[英]Intrinsics for binary matrix vector multiplication
I am trying to implement a matrix vector multiplication over a binary field. 我正在尝试在二进制字段上实现矩阵矢量乘法。 The vector x is of dimension 1xa and the matrix M is of dimension axb and the the result y = a * M is of size 1xb. 向量x的尺寸为1xa,矩阵M的尺寸为axb,结果y = a * M的尺寸为1xb。 Right now, I implemented it such that x and M are of type uint8_t*, ie, I concatenate the columns of M as they are also accessed successively. 现在,我实现了它,使x和M的类型为uint8_t *,即,我将M的列连接起来,因为它们也可以连续访问。 The function looks like: 该函数如下所示:
void mul(uint8_t M, size_t a, size_t b, uint8_t* x, uint8_t* y) {
uint8_t val;
uint8_t *ptr;
for(size_t i = 0; i < b; i++) {
val = 0;
ptr = M + i * a;
for(size_t j = 0; j < a; j++) {
val ^= (x[j] & *ptr++);
}
y[i] = bit;
}
}
M and x have been allocated by the caller as M和x已由调用方分配为
M = malloc(sizeof(uint8_t) * a * b);
x = malloc(sizeof(uint8_t) * a);
y = malloc(sizeof(uint8_t) * b);
As this routine is called billion of times, I need to optimize the shit out of it ;) To do so, I was thinking of 由于该例程被称为数十亿次,因此我需要对其进行优化;)为此,我在想
ap = (size_t) ceil ((double) a / 64); ap =(size_t)ceil((double)a / 64); Mp = (size_t) ceil ((double) (a*b) / 64); Mp =(size_t)ceil((double)(a * b)/ 64);
So far, I accomplished the (left aligned) packing (with proper alignment) of M and the multiplication as 到目前为止,我完成了M的(左对齐)打包(正确对齐),并且乘法
typedef uint64_t word;
#define WORD_BITS (CHAR_BIT * sizeof (word))

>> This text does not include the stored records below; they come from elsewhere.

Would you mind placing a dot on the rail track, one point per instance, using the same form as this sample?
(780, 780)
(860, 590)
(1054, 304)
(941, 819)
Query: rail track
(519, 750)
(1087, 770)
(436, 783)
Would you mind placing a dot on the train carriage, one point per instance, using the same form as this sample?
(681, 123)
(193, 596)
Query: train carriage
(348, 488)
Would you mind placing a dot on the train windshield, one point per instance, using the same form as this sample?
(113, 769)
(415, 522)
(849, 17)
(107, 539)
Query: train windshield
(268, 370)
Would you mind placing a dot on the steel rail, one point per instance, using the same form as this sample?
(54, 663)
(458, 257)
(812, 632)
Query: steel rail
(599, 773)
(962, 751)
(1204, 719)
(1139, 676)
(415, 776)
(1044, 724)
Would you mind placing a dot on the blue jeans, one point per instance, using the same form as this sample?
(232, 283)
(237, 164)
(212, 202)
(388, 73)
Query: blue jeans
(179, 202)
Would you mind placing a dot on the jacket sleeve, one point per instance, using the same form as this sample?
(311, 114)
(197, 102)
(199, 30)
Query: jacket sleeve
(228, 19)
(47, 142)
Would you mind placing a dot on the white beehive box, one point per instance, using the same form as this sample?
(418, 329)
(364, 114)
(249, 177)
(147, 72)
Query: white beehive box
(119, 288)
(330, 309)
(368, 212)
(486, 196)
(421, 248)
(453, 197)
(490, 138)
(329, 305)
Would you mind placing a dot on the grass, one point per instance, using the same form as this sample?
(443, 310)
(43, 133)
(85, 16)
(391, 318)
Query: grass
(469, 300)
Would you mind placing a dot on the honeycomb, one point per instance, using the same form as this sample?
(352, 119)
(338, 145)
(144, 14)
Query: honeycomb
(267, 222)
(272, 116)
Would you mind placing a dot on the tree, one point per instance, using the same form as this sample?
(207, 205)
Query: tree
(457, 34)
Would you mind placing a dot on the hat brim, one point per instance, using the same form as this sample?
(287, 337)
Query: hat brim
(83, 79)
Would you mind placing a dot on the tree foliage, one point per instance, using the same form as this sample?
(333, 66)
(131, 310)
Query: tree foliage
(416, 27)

void mul_fast(word *M, size_t Mlen, word *x, size_t xlen, size_t b, word *y) {
for(size_t i = 0; i < Mlen; i++) {
y[i/xlen] ^= (M[i] & x[i % xlen]);
}
for(size_t i = 0; i < b; i++) {
y[i] = __builtin_popcountll(y[i]) & 1;
}
}
However, it turns out the above is much slower then the straight-forward implementation of mul(). 但是,事实证明,上述方法要比mul()的直接实现慢得多。
Do you have any ideas or references? 您有什么想法或参考吗? I am not an assembler expert, so comparing the output of gcc -S does not tell me much :/ 我不是汇编专家,所以比较gcc -S的输出不会告诉我太多:/
Thank you, best regards, Tom. 谢谢您,汤姆。
The relevant difference in the assembler output is: 汇编程序输出中的相关差异是:
.L26: - movq %r10, %rax - xorl %edx, %edx - divq %rcx - movq (%r11,%rdx,8), %rdx - andq (%rdi,%r10,8), %rdx - addq $1, %r10 - xorq %rdx, (%r9,%rax,8) - cmpq %r10, %rsi + movq %rax, %rcx + movq %rax, %r10 + andl $1, %ecx + shrq %r10 + movq (%rdx,%rcx,8), %rcx + andq (%rdi,%rax,8), %rcx + addq $1, %rax + xorq %rcx, (%r9,%r10,8) + cmpq %rax, %rsi
Can you see what the culprit was? .L26: - movq %r10, %rax - xorl %edx, %edx - divq %rcx - movq (%r11,%rdx,8), %rdx - andq (%rdi,%r10,8), %rdx - addq $1, %r10 - xorq %rdx, (%r9,%rax,8) - cmpq %r10, %rsi + movq %rax, %rcx + movq %rax, %r10 + andl $1, %ecx + shrq %r10 + movq (%rdx,%rcx,8), %rcx + andq (%rdi,%rax,8), %rcx + addq $1, %rax + xorq %rcx, (%r9,%r10,8) + cmpq %rax, %rsi
可以看到罪魁祸首吗?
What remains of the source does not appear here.